Imaging before 223 Ra-dichloride ( 223 Ra) therapy is crucial for selecting metastatic castration-resistant prostate cancer (mCRPC) patients with bone-only disease. The purpose of this study was to evaluate if baseline prostate-specific membrane antigen (PSMA) PET/CT (bPSMA) versus CT is associated with outcomes of 223 Ra therapy. Methods: A secondary analysis of the data of a prospective observational study (NCT04995614) was performed. Patients received a maximum of 6 223 Ra cycles and were retrospectively divided into the bPSMA or baseline CT (bCT) groups. All patients received baseline bone scintigraphy.

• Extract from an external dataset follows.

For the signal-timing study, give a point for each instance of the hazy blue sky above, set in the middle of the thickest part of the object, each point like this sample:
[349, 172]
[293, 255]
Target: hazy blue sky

Primary endpoints were alkaline phosphatase and prostate-specific antigen response. Secondary endpoints were overall survival (OS) and radiologic response. Results: Between 2017 and 2020, 122 mCRPC patients were included: 18 (14.8%) in the bPSMA group and 104 (85.2%) in the bCT group. All baseline characteristics were comparable. No significant differences in alkaline phosphatase or prostate-specific antigen response were found. The bCT group showed an OS significantly shorter than that of the bPSMA group (12.4 vs. 19.9 mo, P = 0.038). In 31 of 76 patients (40.1%) in the bCT group who also received posttherapy CT, lymph node or visceral metastases (soft-tissue involvement [STI]) were detected after 223 Ra therapy, compared with 0 of 15 patients in the bPSMA group who received posttherapy PSMA PET/CT or CT. No significant difference in OS was found between patients in the bCT or posttherapy CT subgroup without STI (46/76) and the bPSMA group. Conclusion: bPSMA versus CT does not seem to impact biochemical response during 223 Ra therapy in mCRPC patients. Nevertheless, patients in the bCT group had a significantly shorter OS, most likely due to underdetection of STI in this group. Therefore, replacing bCT with PSMA PET/CT appears to be a valuable screening method for identifying patients who will benefit most from 223 Ra therapy.